To break it all down, first comes to Profiling. As analyst we understand too well the importance of profiling as it provides an anatomy of the raw data we collected. In many cases, it is a must have first step in data preparation (especially when our raw data came from different places and can also carry different formats). A heavy user of Excel, I used to rely on all the tricks available in the spreadsheet to gain visibility of my data. I would filter, sort, build pivot table, make charts to learn what’s in my raw data. Depending on how many columns in my data set, it could take hours, sometimes days just to figure out whether the data I received was any good at all, and how good it was.
Switching to the Analyst Tool in Data Quality, learning my raw data becomes a task of a few clicks – maximum 6 if I am picky about how I want it to be done. Basically I load my data, click on a couple of options, and let the software do the rest. A few seconds later I am able to visualize the statistics of the data fields I choose to examine, I can also measure the quality of the raw data by using Scorecard feature in the software. No more fiddling with spreadsheet and staring at busy rows and columns. Take a look at the above screenshots and let me know your preference?
Once I decide that my raw data is adequate enough to use after the profiling, I still need to clean up the nonsense in it before performing any analysis work, otherwise bad things can happen — we call it garbage in garbage out. Again, to clean and standardize my data, Excel came to rescue in the past. I would play with different functions and learn new ones, write macro or simply do it by hand. It was tedious but worked if I worked on static data set. Problem however, was when I needed to incorporate new data sources in a different format, many of the previously built formula would break loose and become inapplicable. I would have to start all over again. Spreadsheet tricks simply don’t scale in those situation.
With Data Quality Analyst Tool, I can use the Rule Builder to create a set of logical rules in hierarchical manner based on my objectives, and test those rules to see the immediate results. The nice thing is, those rules are not subject to data format, location, or size, so I can reuse them when the new data comes in. Profiling can be done at any time so I can re-examine my data after applying the rules, as many times as I like. Once I am satisfied with the rules, they will be passed on to my peers in IT so they can create executable rules based on the logic I create and run them automatically in production. No more worrying about the difference in format, volume or other discrepancies in the data sets, all the complexity is taken care of by the software, and all I need to do is to build meaningful rules to transform the data to the appropriate condition so I can have good quality data to work with for my analysis. Best part? I can do all of the above without hassling my IT – feeling empowered is awesome!
Use the right tool for the right job will improve our results, save us time, and make our jobs much more enjoyable.
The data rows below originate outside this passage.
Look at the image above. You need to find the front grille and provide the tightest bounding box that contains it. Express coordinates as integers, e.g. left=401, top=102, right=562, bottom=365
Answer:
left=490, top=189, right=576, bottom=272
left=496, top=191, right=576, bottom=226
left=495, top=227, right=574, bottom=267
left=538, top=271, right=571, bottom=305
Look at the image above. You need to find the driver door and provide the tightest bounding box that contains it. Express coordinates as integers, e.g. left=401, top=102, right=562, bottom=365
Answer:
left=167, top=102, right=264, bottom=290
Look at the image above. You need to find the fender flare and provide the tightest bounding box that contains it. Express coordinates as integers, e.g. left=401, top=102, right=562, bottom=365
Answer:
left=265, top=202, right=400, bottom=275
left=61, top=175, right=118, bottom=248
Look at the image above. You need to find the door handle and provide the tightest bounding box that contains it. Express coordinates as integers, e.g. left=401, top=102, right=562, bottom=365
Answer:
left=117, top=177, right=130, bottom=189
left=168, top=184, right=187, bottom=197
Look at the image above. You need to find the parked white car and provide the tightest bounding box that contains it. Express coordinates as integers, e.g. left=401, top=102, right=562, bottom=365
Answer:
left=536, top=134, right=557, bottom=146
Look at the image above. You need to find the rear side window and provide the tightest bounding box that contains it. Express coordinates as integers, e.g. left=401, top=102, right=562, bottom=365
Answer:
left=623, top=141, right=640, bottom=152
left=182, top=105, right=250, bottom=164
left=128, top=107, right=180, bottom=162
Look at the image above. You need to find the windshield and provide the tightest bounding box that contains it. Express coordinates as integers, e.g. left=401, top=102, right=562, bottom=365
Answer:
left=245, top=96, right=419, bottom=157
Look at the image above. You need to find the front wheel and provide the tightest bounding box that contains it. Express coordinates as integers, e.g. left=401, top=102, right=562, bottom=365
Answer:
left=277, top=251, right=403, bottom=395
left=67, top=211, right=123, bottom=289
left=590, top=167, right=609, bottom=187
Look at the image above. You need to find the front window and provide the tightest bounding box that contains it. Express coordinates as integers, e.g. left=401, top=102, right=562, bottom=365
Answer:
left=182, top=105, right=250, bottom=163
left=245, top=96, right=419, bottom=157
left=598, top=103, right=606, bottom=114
For me, no more Excel for data cleansing after trying our Data Quality software, because now I can get a more done in less time, and I am no longer stressed out by the lengthy process.
I encourage my analyst friends to try Informatica Data Quality, or at least the Analyst Tool in it. If you are like me, feeling weary about the steep learning curve then fear no more. Besides, if Data Quality can cut down your data cleansing time by half (mind you our customers have reported higher numbers), how many more predictive models you can build, how much you will learn, and how much faster you can build your reports in Tableau, with more confidence?